Before we can dig into the nuances and behavior of performers and musicians in a recording studio, it helps to have a grip on the recording process itself.
In many cases, the reason that music can feel so powerful and emotive is because of the different elements coalescing to create a song—drums, guitar, piano, vocals, and whatever other instrument you want to throw into the mix. In a live show, all of these parts are being created on a stage right in front of you, but that isn’t the case when musicians are recording their albums. In modern music production, multitrack recording is the gold standard, meaning that all the different parts and instruments are recorded individually. This way, the different instrumental lines can be individually edited and mixed to make the end result perfect.
The point of these individual tracks is to prevent bleed from one instrument into the recording microphone of another. For example, if you have three microphones set up for a singer, a guitar player and a drum kit, the sound of the drums and guitar will almost certainly be picked up by the microphone in front of the singer. This can make the sound muddied and less sharp, and will also make it harder to edit later. Imagine trying to talk to someone in a crowded bar; even if you are standing directly next to your friend, and are talking right into their ear, they might still struggle to hear because of all the other noise and commotion in the background.

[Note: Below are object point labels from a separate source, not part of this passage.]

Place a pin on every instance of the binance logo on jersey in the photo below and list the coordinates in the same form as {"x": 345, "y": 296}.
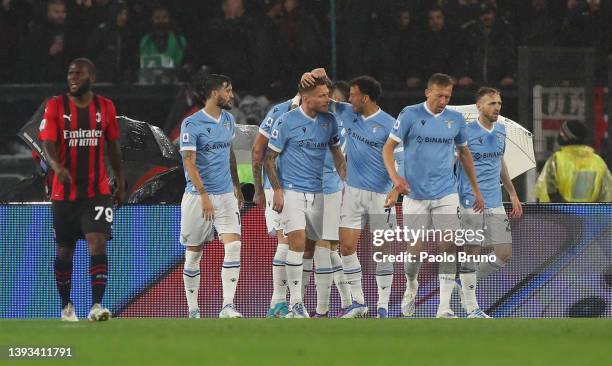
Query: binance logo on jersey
{"x": 434, "y": 140}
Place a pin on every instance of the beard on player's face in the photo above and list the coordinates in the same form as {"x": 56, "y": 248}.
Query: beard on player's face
{"x": 82, "y": 90}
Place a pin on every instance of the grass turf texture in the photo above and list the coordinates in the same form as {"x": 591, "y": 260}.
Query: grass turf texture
{"x": 317, "y": 341}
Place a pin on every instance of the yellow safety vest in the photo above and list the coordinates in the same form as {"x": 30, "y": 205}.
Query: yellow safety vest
{"x": 577, "y": 174}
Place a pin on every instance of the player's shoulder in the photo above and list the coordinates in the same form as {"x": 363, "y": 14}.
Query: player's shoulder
{"x": 385, "y": 118}
{"x": 411, "y": 110}
{"x": 450, "y": 113}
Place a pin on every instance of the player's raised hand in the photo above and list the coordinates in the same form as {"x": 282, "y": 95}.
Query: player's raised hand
{"x": 392, "y": 197}
{"x": 401, "y": 185}
{"x": 63, "y": 175}
{"x": 478, "y": 203}
{"x": 239, "y": 196}
{"x": 307, "y": 79}
{"x": 517, "y": 208}
{"x": 278, "y": 201}
{"x": 259, "y": 198}
{"x": 208, "y": 211}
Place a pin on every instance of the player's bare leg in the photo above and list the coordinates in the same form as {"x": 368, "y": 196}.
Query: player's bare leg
{"x": 230, "y": 273}
{"x": 339, "y": 277}
{"x": 323, "y": 276}
{"x": 294, "y": 267}
{"x": 63, "y": 279}
{"x": 98, "y": 272}
{"x": 278, "y": 304}
{"x": 191, "y": 278}
{"x": 349, "y": 239}
{"x": 411, "y": 270}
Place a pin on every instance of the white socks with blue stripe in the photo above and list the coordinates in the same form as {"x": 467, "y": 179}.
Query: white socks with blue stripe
{"x": 191, "y": 278}
{"x": 230, "y": 271}
{"x": 384, "y": 280}
{"x": 279, "y": 275}
{"x": 323, "y": 278}
{"x": 352, "y": 272}
{"x": 294, "y": 266}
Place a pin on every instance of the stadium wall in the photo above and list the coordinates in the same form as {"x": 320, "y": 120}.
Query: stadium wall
{"x": 561, "y": 266}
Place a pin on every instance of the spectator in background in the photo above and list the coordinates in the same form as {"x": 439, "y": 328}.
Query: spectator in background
{"x": 487, "y": 51}
{"x": 112, "y": 47}
{"x": 401, "y": 49}
{"x": 587, "y": 24}
{"x": 434, "y": 48}
{"x": 235, "y": 45}
{"x": 538, "y": 25}
{"x": 162, "y": 47}
{"x": 303, "y": 46}
{"x": 45, "y": 53}
{"x": 574, "y": 173}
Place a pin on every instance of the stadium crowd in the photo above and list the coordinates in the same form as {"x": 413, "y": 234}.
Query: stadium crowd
{"x": 263, "y": 44}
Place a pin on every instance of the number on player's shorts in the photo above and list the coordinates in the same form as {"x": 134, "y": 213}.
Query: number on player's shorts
{"x": 107, "y": 211}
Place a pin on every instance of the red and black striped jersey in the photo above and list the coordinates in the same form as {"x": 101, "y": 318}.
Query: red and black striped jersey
{"x": 80, "y": 135}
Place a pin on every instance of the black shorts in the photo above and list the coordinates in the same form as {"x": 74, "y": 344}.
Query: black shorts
{"x": 73, "y": 219}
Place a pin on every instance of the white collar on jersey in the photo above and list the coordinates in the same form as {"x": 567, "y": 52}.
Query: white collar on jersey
{"x": 307, "y": 116}
{"x": 430, "y": 112}
{"x": 372, "y": 115}
{"x": 211, "y": 117}
{"x": 484, "y": 128}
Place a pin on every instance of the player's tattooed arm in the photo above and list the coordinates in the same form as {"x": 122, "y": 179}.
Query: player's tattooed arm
{"x": 234, "y": 168}
{"x": 465, "y": 157}
{"x": 270, "y": 166}
{"x": 189, "y": 161}
{"x": 339, "y": 161}
{"x": 517, "y": 209}
{"x": 236, "y": 178}
{"x": 60, "y": 171}
{"x": 257, "y": 156}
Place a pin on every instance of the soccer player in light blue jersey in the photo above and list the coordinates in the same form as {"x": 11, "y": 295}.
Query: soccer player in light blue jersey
{"x": 487, "y": 142}
{"x": 263, "y": 198}
{"x": 299, "y": 140}
{"x": 366, "y": 128}
{"x": 430, "y": 133}
{"x": 212, "y": 196}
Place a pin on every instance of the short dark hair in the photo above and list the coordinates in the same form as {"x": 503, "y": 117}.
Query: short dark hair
{"x": 214, "y": 82}
{"x": 87, "y": 62}
{"x": 440, "y": 80}
{"x": 485, "y": 90}
{"x": 368, "y": 86}
{"x": 318, "y": 81}
{"x": 342, "y": 86}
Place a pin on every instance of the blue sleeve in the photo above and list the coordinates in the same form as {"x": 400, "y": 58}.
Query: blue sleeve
{"x": 278, "y": 136}
{"x": 401, "y": 127}
{"x": 461, "y": 138}
{"x": 189, "y": 135}
{"x": 334, "y": 137}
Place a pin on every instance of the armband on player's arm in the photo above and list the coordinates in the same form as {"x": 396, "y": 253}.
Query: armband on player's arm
{"x": 270, "y": 166}
{"x": 189, "y": 160}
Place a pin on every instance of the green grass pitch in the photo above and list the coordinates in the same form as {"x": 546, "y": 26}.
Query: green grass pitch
{"x": 314, "y": 342}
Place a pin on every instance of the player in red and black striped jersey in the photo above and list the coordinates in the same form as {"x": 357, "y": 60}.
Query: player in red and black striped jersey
{"x": 75, "y": 130}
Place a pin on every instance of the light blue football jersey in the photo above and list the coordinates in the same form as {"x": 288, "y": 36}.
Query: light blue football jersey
{"x": 265, "y": 128}
{"x": 429, "y": 146}
{"x": 364, "y": 140}
{"x": 211, "y": 139}
{"x": 303, "y": 143}
{"x": 487, "y": 149}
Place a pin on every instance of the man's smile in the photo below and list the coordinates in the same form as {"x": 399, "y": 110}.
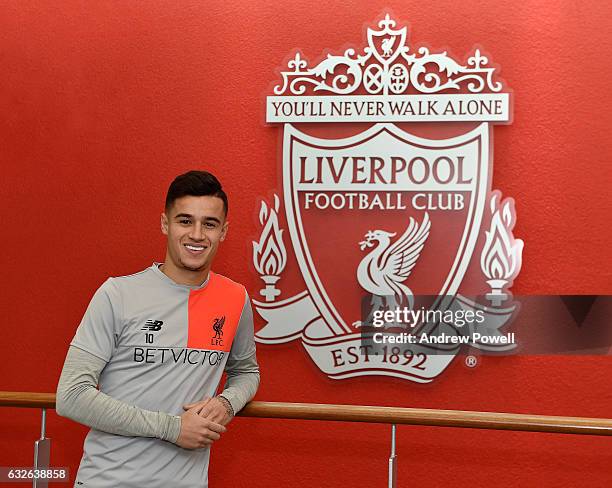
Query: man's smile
{"x": 195, "y": 249}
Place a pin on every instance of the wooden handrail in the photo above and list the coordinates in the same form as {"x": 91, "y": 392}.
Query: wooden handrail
{"x": 381, "y": 415}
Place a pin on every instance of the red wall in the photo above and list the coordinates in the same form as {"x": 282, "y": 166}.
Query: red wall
{"x": 103, "y": 103}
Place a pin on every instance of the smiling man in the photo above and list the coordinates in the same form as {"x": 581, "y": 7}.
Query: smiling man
{"x": 156, "y": 343}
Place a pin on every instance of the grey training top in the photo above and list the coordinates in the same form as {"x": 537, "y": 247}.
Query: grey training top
{"x": 165, "y": 346}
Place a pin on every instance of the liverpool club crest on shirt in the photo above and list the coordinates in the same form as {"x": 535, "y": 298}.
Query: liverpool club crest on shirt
{"x": 385, "y": 209}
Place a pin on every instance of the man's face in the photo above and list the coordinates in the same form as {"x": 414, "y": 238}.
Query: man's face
{"x": 194, "y": 226}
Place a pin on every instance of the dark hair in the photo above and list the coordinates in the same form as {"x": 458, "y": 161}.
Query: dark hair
{"x": 196, "y": 184}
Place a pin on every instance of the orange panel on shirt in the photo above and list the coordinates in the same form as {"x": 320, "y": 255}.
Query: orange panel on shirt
{"x": 214, "y": 313}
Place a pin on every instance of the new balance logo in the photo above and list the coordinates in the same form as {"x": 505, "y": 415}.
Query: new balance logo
{"x": 153, "y": 325}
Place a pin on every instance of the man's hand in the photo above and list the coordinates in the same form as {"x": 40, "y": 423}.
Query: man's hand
{"x": 213, "y": 409}
{"x": 197, "y": 431}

Recording each instrument or vocalist separately effectively eliminates this overlapping “bleed” of noise, making sure that each recorded track is clean and clear.
Why Are Headphones Used in a Recording Studio?
When a singer works in a recording studio, they will often overdub their voice onto the tracks of the instruments that have already been recorded. As mentioned above, if they were to all be recording in the same room, it would cause bleed, so a singer typically records their songs alone, or at least in a private, soundproofed room away from the rest of the band. The singer needs to be able to hear the rest of the tracks to properly fit their vocals into that mix, but playing the tracks out of a speaker would be picked up by the singer’s microphone. Therefore, headphones are the logical choice.
Whether the tracks have already been recorded before the singer overdubs, or if the band is recording simultaneously in a different room, the headphones keep the singer keyed in to the music without having any external noise being picked up by his or her microphone. Obviously, the headphones should be tightly fitting, and of a high quality to ensure the recording process is successful. Closed-back headphones are much more isolating, and prevent almost any sound from escaping or entering, making them great for recording, but not as good for mixing and editing.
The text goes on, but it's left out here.